The surface of a metallic or a non-metallic object is usually polished with free abrading particles. Methods of polishing with free abrading particles are approximately divided into the tape-polishing which uses a polishing tape and the pad-polishing which uses a polishing pad.
The tape-polishing process is carried out by supplying slurry on the surface of the object and running a polishing tape while pressing it on the surface. The pad-polishing process is carried out by rotating a lapping plate with a polishing pad attached to its surface, supplying polishing slurry on the surface of the polishing pad and pressing the surface of the object on it. The polishing tape and the polishing pad used for these methods are produced by cutting a porous sheet of a woven or non-woven cloth or a foamed material into the shape of a tape or a pad. The slurry is obtained by dispersing abrading particles in a dispersant comprising a water-based aqueous solution containing water, glycols or alcohols. Hard particles of a material such as silica, alumina, diamond, cerium oxide, ceramics and glass are used as the abrading particles.
Besides the two polishing technologies mentioned above, a new polishing technology has recently been developed whereby no polishing pad is used and slurry is directly supplied to the surface of a lapping plate. The object is pressed onto the lapping plate and the surface of the object is polished as the lapping plate and the object are moved with respect to each other. According to a published method, micron-sized elastic particles and smaller hard particles are mixed together and a substrate surface is polished during a polishing process by the hard particles which are provisionally attached to the elastic particles. Since no pad is required by this method, the elastic particles each functioning as a pad, this polishing technology is sometimes referred to as the padless polishing. In this method, the hard particles become adhesively attached to the elastic particles electrostatically, by the van der Waales force or by a mechanical force, become separated and again become reattached. This condition of the hard particles separably attached to the elastic particles is sometimes referred to as “virtual attachment.”
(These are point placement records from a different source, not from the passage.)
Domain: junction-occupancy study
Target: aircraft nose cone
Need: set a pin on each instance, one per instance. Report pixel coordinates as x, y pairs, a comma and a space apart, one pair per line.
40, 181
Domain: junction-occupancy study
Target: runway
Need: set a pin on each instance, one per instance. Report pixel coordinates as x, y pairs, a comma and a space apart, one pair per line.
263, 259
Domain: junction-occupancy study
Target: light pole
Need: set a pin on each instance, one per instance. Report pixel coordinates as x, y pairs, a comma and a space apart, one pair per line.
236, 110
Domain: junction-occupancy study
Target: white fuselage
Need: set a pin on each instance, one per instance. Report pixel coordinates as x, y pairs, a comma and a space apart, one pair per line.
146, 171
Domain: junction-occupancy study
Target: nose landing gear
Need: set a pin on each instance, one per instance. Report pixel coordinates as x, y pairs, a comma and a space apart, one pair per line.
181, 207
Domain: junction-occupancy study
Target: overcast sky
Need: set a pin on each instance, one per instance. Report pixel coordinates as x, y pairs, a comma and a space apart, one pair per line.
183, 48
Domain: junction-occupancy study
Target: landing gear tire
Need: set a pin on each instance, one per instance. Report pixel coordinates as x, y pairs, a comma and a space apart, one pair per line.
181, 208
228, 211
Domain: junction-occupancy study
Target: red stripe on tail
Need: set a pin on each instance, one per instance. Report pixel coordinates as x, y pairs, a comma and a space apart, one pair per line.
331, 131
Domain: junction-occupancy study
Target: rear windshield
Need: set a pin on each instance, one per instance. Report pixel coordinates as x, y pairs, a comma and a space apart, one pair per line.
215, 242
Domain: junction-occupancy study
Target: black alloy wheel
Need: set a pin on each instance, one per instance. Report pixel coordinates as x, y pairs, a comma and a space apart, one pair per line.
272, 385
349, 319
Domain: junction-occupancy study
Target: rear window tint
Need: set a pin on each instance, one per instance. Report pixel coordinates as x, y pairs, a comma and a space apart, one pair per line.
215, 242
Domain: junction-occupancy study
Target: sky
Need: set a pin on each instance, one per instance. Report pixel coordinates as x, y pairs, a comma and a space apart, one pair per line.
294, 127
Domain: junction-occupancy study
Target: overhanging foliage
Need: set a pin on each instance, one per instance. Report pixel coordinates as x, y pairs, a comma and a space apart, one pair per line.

For polishing an object such as a magnetic hard disk substrate, a semiconductor wafer or a liquid crystal glass substrate which must be prepared to be extremely smooth and flat, polishing slurry with very small abrading particles with average diameter of 0.001–0.5 μm are used in any of these polishing technologies. This is because it is believed that the number of particles per unit surface area that act on the object surface increases if the abrading particles for the slurry are made smaller and hence the object surface can be polished more accurately.
If the size of abrading particles to be mixed to the slurry is reduced, however, the stock removal rate of individual abrading particles becomes smaller and hence it takes longer for the polishing work and the throughput is adversely affected. The current problem, therefore, is that object surfaces cannot be polished quickly and accurately “simply” by reducing the size of the abrading particles in the slurry.